It's summer. That means spring thaw is over, tan lines are in, and mountain bike parks across North America are opening for the season. But when it comes to choosing a park, a lot of riders don't know where to turn. We decided to pick up the slack on this one and break down, region by region, the best bike parks in North America.
First up: the Northeast. Characterized by thickly wooded forests and root-laden single track, the region plays home to several first class parks within easy driving distance of major cities. While the mountain bike world is starting to recognize the East as a legitimate scene, Northeasterners would argue it has been there all along, you just needed to know where to look.

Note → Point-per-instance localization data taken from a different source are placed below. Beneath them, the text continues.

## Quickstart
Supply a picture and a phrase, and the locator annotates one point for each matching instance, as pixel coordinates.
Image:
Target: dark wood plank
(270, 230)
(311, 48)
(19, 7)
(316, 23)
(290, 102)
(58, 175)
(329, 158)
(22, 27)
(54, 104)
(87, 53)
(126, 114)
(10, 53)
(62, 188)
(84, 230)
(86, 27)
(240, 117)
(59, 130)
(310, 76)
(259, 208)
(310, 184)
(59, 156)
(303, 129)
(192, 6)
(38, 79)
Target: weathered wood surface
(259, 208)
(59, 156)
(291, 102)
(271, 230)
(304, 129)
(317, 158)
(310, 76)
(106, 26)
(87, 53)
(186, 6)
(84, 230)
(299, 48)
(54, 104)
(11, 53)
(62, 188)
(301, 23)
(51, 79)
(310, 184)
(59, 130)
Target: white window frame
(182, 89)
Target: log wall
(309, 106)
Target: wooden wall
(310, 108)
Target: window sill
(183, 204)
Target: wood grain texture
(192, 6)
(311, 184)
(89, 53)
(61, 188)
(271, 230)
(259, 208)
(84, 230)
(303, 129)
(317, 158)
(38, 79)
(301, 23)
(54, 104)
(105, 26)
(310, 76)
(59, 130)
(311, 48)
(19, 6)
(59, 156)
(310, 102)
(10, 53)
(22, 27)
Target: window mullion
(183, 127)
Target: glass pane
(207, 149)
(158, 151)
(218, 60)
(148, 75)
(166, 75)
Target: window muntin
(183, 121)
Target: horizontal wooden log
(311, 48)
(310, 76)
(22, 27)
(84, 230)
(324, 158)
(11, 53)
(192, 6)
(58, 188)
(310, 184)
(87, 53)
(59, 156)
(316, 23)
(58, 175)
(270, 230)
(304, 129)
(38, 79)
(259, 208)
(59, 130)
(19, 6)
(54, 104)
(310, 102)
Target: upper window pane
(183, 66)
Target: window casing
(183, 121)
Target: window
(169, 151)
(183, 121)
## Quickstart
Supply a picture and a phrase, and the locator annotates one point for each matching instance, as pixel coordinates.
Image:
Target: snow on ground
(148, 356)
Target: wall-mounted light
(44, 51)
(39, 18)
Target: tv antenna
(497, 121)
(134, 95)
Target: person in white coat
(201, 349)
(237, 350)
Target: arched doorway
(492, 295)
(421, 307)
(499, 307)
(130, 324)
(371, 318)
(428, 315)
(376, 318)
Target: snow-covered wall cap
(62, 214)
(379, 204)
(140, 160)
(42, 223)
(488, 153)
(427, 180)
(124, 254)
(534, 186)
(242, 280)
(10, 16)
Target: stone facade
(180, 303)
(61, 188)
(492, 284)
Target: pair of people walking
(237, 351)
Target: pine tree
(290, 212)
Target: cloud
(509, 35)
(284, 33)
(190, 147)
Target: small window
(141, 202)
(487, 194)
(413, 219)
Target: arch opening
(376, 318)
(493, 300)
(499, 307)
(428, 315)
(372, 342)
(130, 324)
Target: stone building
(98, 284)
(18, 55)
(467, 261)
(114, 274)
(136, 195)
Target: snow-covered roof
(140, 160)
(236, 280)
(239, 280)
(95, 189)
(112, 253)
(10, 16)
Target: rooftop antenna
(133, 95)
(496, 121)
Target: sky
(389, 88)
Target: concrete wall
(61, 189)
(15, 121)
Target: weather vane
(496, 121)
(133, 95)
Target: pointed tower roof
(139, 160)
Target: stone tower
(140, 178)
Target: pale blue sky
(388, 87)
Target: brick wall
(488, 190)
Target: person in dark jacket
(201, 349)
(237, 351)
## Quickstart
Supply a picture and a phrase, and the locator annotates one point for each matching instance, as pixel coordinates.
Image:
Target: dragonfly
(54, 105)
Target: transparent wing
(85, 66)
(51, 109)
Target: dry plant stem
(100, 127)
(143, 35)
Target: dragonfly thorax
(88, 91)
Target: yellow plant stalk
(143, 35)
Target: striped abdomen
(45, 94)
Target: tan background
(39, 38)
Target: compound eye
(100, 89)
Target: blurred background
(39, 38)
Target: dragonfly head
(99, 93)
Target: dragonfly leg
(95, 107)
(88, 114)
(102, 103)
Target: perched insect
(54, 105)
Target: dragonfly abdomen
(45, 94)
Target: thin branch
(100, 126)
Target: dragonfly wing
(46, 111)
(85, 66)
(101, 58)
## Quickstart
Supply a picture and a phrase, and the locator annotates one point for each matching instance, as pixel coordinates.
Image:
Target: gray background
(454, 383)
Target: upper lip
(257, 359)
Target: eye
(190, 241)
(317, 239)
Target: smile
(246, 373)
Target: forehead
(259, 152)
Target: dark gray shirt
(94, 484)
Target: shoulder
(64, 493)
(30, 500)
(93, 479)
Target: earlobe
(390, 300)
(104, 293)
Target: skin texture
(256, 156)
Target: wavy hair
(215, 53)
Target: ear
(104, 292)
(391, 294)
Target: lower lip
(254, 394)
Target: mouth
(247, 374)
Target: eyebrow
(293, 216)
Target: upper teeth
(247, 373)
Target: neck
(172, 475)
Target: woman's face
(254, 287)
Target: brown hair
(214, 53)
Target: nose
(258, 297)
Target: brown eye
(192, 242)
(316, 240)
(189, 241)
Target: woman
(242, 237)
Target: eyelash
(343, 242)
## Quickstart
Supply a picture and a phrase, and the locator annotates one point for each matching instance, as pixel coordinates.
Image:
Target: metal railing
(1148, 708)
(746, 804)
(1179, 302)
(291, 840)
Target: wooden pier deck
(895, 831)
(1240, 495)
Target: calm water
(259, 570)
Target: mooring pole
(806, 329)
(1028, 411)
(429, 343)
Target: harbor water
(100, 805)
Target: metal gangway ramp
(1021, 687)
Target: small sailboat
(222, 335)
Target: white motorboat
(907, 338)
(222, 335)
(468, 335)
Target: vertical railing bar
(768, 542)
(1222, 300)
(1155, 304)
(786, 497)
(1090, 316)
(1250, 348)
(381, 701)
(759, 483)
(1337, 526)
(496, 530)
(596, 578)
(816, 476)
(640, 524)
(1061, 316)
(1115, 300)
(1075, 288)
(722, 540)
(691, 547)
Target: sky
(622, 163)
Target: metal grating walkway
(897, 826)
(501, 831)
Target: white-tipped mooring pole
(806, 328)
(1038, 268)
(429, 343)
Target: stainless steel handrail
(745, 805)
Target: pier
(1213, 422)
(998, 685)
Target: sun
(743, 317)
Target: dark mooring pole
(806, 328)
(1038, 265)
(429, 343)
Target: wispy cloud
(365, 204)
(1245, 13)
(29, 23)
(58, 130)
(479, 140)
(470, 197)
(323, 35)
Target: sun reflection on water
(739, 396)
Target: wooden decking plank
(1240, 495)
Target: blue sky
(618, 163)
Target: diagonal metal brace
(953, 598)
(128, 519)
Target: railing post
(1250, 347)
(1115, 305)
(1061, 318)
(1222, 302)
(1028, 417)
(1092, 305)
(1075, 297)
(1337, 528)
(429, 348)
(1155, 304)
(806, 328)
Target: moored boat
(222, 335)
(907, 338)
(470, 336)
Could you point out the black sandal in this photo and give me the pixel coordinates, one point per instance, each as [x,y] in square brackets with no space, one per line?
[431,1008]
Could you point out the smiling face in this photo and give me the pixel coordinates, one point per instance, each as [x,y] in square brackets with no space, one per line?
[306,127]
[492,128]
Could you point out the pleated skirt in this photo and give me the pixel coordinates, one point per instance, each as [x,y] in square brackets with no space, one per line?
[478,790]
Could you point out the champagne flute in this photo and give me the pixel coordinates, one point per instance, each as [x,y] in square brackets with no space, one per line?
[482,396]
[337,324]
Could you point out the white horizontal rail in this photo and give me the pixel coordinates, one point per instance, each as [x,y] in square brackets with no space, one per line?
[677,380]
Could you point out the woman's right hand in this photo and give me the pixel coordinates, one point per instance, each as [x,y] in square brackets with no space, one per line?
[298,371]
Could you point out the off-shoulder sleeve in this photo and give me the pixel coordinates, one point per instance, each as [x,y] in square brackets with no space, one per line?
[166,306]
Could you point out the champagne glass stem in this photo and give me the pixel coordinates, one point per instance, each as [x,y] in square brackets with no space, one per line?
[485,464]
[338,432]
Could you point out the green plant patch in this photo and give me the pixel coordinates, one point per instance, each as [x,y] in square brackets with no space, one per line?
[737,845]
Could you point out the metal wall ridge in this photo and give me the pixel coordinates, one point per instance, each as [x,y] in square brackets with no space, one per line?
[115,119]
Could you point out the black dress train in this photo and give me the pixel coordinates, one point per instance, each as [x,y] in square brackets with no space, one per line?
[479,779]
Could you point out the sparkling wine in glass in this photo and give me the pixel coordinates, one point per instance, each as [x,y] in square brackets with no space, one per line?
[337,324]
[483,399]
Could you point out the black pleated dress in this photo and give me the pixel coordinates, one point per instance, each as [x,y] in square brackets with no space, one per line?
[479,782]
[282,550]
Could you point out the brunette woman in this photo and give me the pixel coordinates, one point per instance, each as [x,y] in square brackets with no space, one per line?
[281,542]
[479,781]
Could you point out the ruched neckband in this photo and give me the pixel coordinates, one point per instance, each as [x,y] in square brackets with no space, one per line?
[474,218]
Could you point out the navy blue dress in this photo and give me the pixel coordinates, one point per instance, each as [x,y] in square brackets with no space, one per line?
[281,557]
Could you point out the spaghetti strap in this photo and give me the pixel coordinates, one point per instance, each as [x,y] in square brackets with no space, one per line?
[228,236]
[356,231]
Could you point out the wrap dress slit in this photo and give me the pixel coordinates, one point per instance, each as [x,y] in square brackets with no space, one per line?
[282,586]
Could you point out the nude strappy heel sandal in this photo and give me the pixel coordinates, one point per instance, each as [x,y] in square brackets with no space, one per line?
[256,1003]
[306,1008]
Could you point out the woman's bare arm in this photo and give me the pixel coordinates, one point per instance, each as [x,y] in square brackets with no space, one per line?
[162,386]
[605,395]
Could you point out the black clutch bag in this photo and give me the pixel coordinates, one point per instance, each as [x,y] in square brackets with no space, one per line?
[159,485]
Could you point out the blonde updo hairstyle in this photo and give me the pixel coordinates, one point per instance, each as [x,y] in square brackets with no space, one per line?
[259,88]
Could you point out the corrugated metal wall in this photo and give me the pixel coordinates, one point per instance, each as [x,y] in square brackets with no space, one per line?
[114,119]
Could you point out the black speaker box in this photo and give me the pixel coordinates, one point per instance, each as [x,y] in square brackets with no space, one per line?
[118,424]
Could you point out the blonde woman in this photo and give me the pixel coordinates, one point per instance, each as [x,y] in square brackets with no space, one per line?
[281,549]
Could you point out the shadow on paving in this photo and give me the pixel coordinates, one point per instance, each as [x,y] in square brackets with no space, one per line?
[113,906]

5. Killington Mountain Bike Park, Vermont
Killington‘s Bike Park spreads the wealth, stretching 45 miles of trails over five mountain areas and 1,700 vertical feet. Take your mountain bike on the gondola and ride downhill or challenge yourself on the areas collection of cross country trails. According to Sicklines.com, Killington's, "high amount of elevation coupled with the layout of the mountain lends itself to some very long runs," with nearly half-hour descents between trips up the K1 Gondola. For those just learning to ride, Killington offers small group lessons and protective gear, and for the more experienced, mountain tours with local riders are also available. Often overshadowed by its winter operations, Killington Mountain Bike Park is a Green Mountain staple.
Day Pass: $35
4. Mountain Creek Bike Park, New Jersey
Only an hour outside of New York City, Mountain Creek Bike Park offers the longest lift-serviced riding season in North America (May to November) and 1,040 feet of vertical drop. The park features 46 downhill and freeride trails, and though 30 percent of the mountain is beginner and intermediate terrain, Mountain Creek is built for rippers. Over 60 freestyle features are intermixed with natural drops and steep single track, and Mountain Creek also has an air bag for freestyle riders on top of 10 miles of cross country trails. Singletracks.com sums up the Mountain Creek experience nicely, "If you have the skills…this place will tame just about anyone!"
Day Pass: $39.99
3. Plattekill Mountain Bike Park, New York
Haven't heard of Platekill Mountain in upstate New York? Good, that's just the way the local riders like it. Plattekill Mountain Bike Park is located in the Catskill Mountains, and was one of the first lift-serviced bike parks in the Northeast. Now in its 19th season, the area has over 60 miles of terrain, including steep chutes, loose shale, and large drops that will keep experts entertained for days. For the less insanity-inclined, Plattekill offers a "Learn to Mountain Bike" package and several summer camp programs during the summer. Known as a "rider's mountain,” Plattekill plays host to big name races every year, including a four-race series sanctioned by USA Cycling. The mountain is split up into two sides, with one side mostly rock and the other more dirt riding amongst tree cover and brush. Look for a new two-mile beginner trail for the 2013 season.
Day Pass: $35
2. Highland Mountain Bike Park, New Hampshire
Located just 90 minutes outside of Boston, New Hampshire's Highland Mountain Bike Park is a freerider's dream, with over 20 miles of progressive terrain. Home to a series of technical North Shore-esque trails, table-top jump lines, and downhill trails with some serious flow, Highland Mountain attracts an electric crowd of freeriders ranging from beginner to professional. Every July Highland Mountain hosts the Claymore Challenge, a slopestyle and best trick competition that is considered one of the most fun stops on the Freeride Mountain Bike World Tour. The mountain also features a kids zone, slalom course, and even a dirt halfpipe. For those looking to take their tricks to the next level, an air bag is also available at the base area.
Fun on the trail isn't limited to the U.S., just ask Quebec resort Mont-Sainte-Anne. Mont-Sainte-Anne's Mountain Bike Park is the largest trail network in Eastern Canada with over 120km (75 miles) of cross country trails, 25km (15 miles) of downhill, and 9km (5 miles) of enduro trails. In addition, the area features a pump track with banked turns and rollers at the base of the mountain. Described as the "Mecca of mountain biking" by WorldBikeParks.com, Mont-Sainte-Anne has hosted several World Cup events and has enough diverse terrain to keep beginners and experts equally satisfied. New this season, the Canadian bike park adds four cross country trails and 5km to its extensive trail system. Unfortunately, due to heavy rains, downhill trails won't be open until mid-July. Still, just 30 minutes from Quebec City, Mont-Sainte-Anne's access is hard to beat.
Day Pass (lift access/no lift access): $40/$9 CDN
Honorable Mention: Sunday River, Maine. Vast improvements over the past few years have put the Maine resort and its 30 trails back on the map.